COM6115 Text Processing
Assessment: Sentiment Analysis
Quick Summary
To better understand the strengths and limitations of Bayesian text classification, in this
assignment you are going to investigate Sentiment Analysis using two sentiment datasets you
will be provided. You will also be provided a python script that implements Naive Bayes.
You will need to write a report (no more than 1000 words) to describe your results and
findings.
Note: This assessment accounts for 30% of your total mark for the course. Your report may
be submitted for a plagiarism check (e.g., Turnitin). For any clarification on this assessment,
please contact Dr Chenghua Lin (c.lin@sheffield.ac.uk) and Prof. Aline Villavicencio
(a.villavicencio@sheffield.ac.uk)
Assessment Tasks
STEP 1: Download the data from Blackboard. This contains the following:
   1. A dataset with snippets of movie reviews from the Rotten Tomatoes website (one text
      file for positive reviews and one text file for negative reviews).
           1. rt-polarity.pos
           2. rt-polarity.neg
   2. A smaller dataset with snippets of reviews for Nokia phones (again, 2 files)
           1. nokia-pos.txt
           2. nokia-neg.txt
   3. A sentiment dictionary of positive and negative sentiment words:
           1. negative-words.txt contains 4783 negative-sentiment words
           2. positive-words.txt contains 2006 positive-sentiment words
   4. The python script with my implementation of Naive Bayes, a knowledge-based
      classifier using the sentiment dictionary, as well as some helper functions:
           1. Sentiment.py (you will need Python3 to run)
STEP 2: Familiarise:
   1. The code splits the Rotten Tomatoes Data into a training and test set in readFiles(),
      then builds the p(word|sentiment) model on the training data in trainBayes(), and
      finally applies Naive Bayes to the test data in testBayes().
   2. Write a function which will print out Accuracy, Precision, Recall and F-measure for
      the test data.                                                                    [5 pt]
   3. Run the code and report the classification results.                               [5 pt]
STEP 3: Run Naive Bayes on other data:
   1. In the python script, towards the end of the file (lines 272 and 274), uncomment out
      the other two calls to testBayes(). These run NaiveBayes on the training data and on
      Nokia product reviews
   2. What do you observe? Why are the results so different?                          [10 pt]
STEP 4: What is being learnt by the model?
     1. Which are the most useful words for predicting sentiment? The code you have
        downloaded contains another function mostUseful() that prints the most useful words
        for deciding sentiment.                                                        [5 pt]
     2. Uncomment the call to mostUseful(pWordPos, pWordNeg, pWord, 50) at the bottom
        of the program, and run the code again. This prints the words with the highest
        predictive value. Are the words selected by the model good sentiment terms?
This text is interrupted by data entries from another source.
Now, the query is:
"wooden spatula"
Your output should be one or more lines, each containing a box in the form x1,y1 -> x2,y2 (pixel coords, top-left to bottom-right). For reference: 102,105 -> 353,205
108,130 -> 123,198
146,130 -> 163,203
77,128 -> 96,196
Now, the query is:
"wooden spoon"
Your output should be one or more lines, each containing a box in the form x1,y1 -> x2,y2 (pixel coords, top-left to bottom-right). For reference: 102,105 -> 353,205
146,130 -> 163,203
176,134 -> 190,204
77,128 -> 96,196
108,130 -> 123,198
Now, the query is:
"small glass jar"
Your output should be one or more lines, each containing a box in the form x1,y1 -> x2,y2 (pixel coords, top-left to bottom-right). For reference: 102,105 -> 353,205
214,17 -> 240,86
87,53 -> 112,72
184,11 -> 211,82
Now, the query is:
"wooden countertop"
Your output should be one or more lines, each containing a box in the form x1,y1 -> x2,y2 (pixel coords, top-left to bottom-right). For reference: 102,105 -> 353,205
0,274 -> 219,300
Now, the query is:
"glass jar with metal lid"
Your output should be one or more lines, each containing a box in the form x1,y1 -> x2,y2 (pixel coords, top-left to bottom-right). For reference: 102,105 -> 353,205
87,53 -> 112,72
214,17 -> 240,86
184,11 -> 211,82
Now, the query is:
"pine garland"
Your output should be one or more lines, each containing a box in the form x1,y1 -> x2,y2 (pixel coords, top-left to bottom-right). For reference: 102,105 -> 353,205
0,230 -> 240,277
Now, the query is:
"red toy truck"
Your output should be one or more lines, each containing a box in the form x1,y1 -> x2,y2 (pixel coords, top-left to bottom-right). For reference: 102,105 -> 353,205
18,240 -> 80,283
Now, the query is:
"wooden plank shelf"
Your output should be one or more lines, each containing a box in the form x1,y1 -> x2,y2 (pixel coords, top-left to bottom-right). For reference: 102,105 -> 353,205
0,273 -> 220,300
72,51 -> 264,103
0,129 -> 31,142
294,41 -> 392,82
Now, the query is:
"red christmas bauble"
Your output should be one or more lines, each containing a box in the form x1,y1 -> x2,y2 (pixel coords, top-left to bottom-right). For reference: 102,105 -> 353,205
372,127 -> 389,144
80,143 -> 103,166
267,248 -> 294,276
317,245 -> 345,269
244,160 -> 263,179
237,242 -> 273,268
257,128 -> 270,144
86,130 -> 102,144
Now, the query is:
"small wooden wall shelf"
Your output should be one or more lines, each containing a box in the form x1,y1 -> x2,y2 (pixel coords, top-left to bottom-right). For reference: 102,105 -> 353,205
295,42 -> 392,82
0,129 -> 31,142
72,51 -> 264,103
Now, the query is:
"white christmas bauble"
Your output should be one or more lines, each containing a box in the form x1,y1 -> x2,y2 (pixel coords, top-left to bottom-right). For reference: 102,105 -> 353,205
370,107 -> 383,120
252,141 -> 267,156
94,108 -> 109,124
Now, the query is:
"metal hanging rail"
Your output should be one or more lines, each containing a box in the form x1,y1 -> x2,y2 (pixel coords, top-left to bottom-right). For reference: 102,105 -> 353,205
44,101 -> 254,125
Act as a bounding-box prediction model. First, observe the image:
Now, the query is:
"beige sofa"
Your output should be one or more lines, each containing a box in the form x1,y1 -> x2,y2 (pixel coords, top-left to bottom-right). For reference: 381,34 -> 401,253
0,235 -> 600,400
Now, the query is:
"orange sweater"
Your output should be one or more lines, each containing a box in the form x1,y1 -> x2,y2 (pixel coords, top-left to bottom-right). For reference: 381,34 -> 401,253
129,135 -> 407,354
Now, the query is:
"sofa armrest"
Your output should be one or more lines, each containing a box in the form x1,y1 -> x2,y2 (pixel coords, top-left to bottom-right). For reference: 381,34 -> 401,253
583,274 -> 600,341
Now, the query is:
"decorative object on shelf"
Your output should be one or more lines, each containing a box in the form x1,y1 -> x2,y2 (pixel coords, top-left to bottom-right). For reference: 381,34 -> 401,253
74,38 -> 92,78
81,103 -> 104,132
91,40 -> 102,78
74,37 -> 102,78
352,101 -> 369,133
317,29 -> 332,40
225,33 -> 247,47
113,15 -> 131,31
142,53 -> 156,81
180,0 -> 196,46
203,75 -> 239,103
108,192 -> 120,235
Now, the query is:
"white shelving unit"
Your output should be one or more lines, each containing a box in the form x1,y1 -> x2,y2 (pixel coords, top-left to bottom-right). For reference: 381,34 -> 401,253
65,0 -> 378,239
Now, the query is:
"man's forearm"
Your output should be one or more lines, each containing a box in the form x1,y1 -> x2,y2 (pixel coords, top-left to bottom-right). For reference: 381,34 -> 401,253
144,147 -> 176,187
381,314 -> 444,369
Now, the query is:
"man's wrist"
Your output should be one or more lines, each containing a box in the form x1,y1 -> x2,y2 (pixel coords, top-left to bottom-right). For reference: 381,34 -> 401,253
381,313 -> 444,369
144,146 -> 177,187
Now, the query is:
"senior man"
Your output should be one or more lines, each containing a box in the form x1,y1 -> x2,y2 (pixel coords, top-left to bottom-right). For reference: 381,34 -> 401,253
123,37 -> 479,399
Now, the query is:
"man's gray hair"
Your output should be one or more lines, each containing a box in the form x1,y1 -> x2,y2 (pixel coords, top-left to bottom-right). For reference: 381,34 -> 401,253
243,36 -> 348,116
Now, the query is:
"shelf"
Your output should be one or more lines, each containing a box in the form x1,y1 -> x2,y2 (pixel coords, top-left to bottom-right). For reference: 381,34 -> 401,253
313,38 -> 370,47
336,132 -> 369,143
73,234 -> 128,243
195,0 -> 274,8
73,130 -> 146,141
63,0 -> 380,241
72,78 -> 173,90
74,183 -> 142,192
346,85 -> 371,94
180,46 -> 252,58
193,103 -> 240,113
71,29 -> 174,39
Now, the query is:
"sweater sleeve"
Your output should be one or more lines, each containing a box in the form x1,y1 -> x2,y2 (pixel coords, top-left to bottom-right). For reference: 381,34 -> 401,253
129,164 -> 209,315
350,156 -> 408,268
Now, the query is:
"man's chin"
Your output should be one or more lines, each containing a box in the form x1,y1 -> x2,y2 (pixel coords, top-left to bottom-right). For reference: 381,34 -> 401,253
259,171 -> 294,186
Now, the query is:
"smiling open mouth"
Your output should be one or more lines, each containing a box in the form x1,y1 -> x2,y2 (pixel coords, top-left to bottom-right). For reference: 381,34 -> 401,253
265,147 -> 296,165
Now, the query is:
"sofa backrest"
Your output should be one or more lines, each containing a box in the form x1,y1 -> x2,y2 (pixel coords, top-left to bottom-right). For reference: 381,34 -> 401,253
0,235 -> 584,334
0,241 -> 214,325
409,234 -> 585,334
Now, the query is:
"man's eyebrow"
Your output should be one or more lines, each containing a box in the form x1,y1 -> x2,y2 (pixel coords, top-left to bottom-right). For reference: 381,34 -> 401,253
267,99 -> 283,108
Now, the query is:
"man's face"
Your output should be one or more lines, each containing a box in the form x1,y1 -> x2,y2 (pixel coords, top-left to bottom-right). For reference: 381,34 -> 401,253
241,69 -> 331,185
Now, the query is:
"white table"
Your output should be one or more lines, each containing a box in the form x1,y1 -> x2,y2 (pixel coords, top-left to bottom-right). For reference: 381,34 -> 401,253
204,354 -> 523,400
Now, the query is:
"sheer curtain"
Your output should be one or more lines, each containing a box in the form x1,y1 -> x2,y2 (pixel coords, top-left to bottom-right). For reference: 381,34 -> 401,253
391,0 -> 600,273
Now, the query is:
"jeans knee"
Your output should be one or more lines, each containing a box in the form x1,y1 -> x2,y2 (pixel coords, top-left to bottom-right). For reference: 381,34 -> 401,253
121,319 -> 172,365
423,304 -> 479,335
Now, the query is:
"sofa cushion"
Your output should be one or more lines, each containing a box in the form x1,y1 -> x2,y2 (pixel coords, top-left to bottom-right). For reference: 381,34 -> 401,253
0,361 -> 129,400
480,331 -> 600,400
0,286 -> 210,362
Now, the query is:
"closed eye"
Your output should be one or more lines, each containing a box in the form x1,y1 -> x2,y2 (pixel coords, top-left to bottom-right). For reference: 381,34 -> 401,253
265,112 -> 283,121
How
        many are in the sentiment dictionary?                                          [5 pt]
STEP 5: How does a rule-based system compare?
     1. Add some code for the function testDictionary() which will print out Accuracy,
        Precision, Recall and F-measure for the test data.                              [5 pt]
        Uncomment out the three lines towards the end of the program that call the function
        testDictionary() and run the program again. All this code does is add up the number of
        negative and positive words present in a review and predict the larger class.
     2. How does the dictionary-based approach compare to Naive Bayes on the two
        domains? What conclusions do you draw about statistical and rule-based approaches
        from your observations?                                                          [5 pt]
     3. Write a new function to improve the rule-based system, e.g., to take into account
        negation, diminisher rules, etc. Run the program again and analyse the results on both
        datasets.                                                                      [25 pt]
STEP 6: Error Analysis.
     1. Comment out all but one of the testBayes/testDictionary calls.
     2. At the top of the program, set PRINT_ERRORS=1
     3. Run the program again, and it will print out the mistakes made. List the mistakes in
        the report                                                                       [5 pt]
     4. Please explain why the model is making mistakes (e.g., analyse the errors and report
        any patterns or generalisations).                                               [15 pt]
Marking Criteria
Submit a report to describe your results and findings by following the tasks detailed in the 6
steps above.
1.   Quality of the report, including structure and clarity. No more than 1000 words. [15 pt]
2.   Step 2 [10 pt]
3.   Step 3 [10 pt]
4.   Step 4 [10 pt]
5.   Step 5 [35 pt]
6.   Step 6 [20 pt]
Submission Guideline
You should submit a PDF version of your report along with your code via Blackboard by
23:59 PM (Friday) 9th December 2022. The name of the PDF file should have the form
“COM6115_Assessment-SA_< your Surname>_<your first name>_<Your Student ID>”. For
instance, “COM6115_Assessment-SA_Smith_John_XXXXX.pdf”, where XXXXX is your
student ID.